Treatment for Hoarding Disorder
According to the Oxford Handbook of Hoarding and Acquiring, the treatment of hoarding disorder is similar to the treatment protocols for OCD.
There are medications that can be used to address some of the symptoms of hoarding disorder, such as depression and anxiety (e.g., antidepressant medications such as selective serotonin reuptake inhibitors and anxiolytic medications); however, medications are more effective when they are accompanied by behavioral interventions and therapy. Behavioral interventions typically utilize the principles of Cognitive Behavioral Therapy, such as response prevention, which induce the anxiety associated with the hoarding behavior in the individual and then teach them to avoid engaging in their compulsion (hoarding) while the same time using techniques learned in treatment, such as relaxation, anxiety reduction, stress reduction, etc. Treatment also involves cognitive restructuring of their beliefs and actually disposing of many of their possessions.
People diagnosed with comorbid hoarding disorder and other conditions, such as depression, other anxiety disorders, OCD, and/or substance use disorders, require more intensive treatment regimes to address their symptoms. Often, these approaches include aspects of integrated therapy.

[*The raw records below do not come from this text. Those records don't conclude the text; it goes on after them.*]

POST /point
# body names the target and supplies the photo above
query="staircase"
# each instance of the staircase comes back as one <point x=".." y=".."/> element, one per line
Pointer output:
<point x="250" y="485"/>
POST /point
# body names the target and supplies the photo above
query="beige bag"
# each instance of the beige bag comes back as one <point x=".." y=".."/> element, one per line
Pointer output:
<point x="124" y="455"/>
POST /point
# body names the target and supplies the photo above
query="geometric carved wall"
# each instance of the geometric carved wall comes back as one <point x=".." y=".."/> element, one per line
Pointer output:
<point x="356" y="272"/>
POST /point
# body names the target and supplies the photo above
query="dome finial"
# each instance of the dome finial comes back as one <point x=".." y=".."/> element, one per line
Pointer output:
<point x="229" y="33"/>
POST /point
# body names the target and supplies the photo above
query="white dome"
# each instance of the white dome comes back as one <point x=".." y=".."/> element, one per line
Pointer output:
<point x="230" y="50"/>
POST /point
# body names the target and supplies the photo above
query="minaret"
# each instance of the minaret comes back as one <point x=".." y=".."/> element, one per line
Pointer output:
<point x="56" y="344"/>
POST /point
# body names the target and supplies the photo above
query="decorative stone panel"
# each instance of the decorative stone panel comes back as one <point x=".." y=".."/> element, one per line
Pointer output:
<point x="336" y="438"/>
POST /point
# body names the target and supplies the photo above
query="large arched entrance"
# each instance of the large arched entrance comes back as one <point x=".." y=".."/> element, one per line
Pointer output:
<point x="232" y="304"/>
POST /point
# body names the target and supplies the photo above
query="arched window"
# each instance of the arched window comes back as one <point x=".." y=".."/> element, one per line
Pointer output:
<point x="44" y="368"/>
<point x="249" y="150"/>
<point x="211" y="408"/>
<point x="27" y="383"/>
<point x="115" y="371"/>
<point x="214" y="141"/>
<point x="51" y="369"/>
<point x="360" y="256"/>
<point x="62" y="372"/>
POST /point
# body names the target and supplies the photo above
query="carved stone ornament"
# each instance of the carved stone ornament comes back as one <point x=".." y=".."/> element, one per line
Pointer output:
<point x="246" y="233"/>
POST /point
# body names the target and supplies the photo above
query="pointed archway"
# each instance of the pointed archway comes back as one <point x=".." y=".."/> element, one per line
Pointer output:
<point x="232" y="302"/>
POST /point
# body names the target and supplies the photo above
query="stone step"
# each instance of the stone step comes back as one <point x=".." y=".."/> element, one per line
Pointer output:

These programs utilize a multidimensional approach to treat the overall issues associated with the person and to assist them in becoming as functional as possible. The level of autonomy that can be achieved varies from case to case, and the treatment team continually assesses the individual to determine their progress and capability of autonomous functioning. Because many individuals with hoarding disorder are older and suffer from other physical ailments, complete autonomy may not be possible for many people. It is important to get family members involved in the treatment of these individuals, so they receive as much support and assistance as possible.
An integrated treatment program is an ongoing program that should be designed to provide assistance and support to the individual over their lifetime. This includes arranging medical care and even placement in group homes if this is the necessary. Individuals who do not receive integrated treatment and long-term supervision for their hoarding disorder are at a high risk for relapse and a return to hoarding behaviors that can be potentially unhealthy and even dangerous.